Si, à sa descente de l’avion, une jeune journaliste s’aventure à lui poser innocemment la question, sans doute que Emmanuel Macron lui répondra dans les mêmes termes que lors de sa venue un mois auparavant, à savoir, je cite, « Parce que c’est vous. Parce que c’est nous. »

La formule est chargée d’histoire. Elle n’est de ce fait ni neutre ni innocente.

Au même moment qu’il foulera le sol libanais une force militaire maritime française, sous couvert d’aides sanitaires et humanitaires, sera stationnée au port de Beyrouth. En réalité, elles mouillent à cet endroit précis essentiellement pour des raisons géostratégiques évidentes. Le conflit opposant la Grèce à la Turquie sur la délimitation des frontières maritimes entre les deux pays et dont l’enjeu est l’existence d’un immense gisement de gaz dans cette région de la méditerranée orientale.

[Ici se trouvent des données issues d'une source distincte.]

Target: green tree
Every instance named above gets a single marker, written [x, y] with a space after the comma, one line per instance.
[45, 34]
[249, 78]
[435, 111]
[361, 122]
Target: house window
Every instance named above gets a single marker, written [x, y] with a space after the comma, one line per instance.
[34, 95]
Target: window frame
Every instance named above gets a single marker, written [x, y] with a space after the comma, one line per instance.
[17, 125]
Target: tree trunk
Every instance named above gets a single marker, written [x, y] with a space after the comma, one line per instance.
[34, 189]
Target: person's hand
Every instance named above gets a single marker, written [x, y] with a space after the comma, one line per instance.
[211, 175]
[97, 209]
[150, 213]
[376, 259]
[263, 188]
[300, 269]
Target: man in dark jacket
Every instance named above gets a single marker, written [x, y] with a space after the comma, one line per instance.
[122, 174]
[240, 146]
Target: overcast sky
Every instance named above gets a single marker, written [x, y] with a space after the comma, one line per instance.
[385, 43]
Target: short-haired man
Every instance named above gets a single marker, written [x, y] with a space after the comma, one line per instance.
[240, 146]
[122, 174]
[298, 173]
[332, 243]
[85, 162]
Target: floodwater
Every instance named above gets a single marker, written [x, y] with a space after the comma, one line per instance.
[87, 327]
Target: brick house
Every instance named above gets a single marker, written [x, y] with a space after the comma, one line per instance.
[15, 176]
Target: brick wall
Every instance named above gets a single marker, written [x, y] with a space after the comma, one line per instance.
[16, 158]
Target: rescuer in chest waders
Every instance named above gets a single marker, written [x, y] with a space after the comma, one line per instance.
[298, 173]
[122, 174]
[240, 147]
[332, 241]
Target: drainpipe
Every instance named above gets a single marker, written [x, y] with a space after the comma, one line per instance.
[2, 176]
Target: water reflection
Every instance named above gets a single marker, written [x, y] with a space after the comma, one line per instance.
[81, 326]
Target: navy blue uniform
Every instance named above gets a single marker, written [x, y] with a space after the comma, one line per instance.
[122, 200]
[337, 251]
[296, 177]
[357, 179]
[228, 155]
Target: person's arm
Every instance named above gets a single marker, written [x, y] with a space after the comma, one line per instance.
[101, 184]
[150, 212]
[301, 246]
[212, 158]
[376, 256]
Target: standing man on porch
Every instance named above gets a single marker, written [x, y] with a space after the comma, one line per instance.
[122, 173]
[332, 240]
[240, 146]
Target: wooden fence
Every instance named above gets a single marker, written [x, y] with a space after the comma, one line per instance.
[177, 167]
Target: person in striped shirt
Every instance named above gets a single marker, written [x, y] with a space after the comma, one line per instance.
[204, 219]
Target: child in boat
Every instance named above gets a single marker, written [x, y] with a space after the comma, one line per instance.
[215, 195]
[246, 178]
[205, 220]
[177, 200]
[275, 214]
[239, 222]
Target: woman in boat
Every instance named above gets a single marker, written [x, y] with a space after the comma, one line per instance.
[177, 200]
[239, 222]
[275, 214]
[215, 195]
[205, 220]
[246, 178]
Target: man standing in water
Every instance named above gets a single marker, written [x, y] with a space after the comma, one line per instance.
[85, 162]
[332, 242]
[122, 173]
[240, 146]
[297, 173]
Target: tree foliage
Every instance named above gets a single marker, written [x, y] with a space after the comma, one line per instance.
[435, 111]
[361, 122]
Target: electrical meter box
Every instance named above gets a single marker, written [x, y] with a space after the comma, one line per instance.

Région dont le Liban est au centre ce qui lui octroi un grand intérêt. D’autant qu’encore une fois, comme il y a exactement cent ans, l’ancienne puissance mandataire se retrouve de nouveau opposée aux héritiers de l’empire Ottoman dont le démembrement a donné naissance à des États taillés à la mesure des intérêts de l’ordre colonial de l’époque (1914 – 1940) aujourd’hui révolu.

C’est l’émergence du Grand Liban et de la Syrie (1920).

La formation du Grand Liban consiste à tracer, dans le territoire de l’Empire ottoman déchu, une frontière séparant un État syrien d’un autre libanais annexant à l’ancienne moutassarifiya (circonscription autogérée dans l’Empire ottoman) du Mont-Liban, Beyrouth, les régions de Tripoli, du Akkar, du Hermel et de la Bekaa, ainsi que de Rachaya, Hasbaya, et le Sud-Liban. Ce tracé avait été souhaité par le patriarcat maronite soucieux de la « viabilité » du futur État libanais, qui ne pouvait être assurée sans les ressources agricoles des territoires ainsi rattachés.

C’est aussi et surtout l’émergence d’Israël (1947) en lieu et place de la Palestine occupée. Processus toujours en cours à la date d’aujourd’hui car c’était sans compter avec la résistance du peuple Palestinien.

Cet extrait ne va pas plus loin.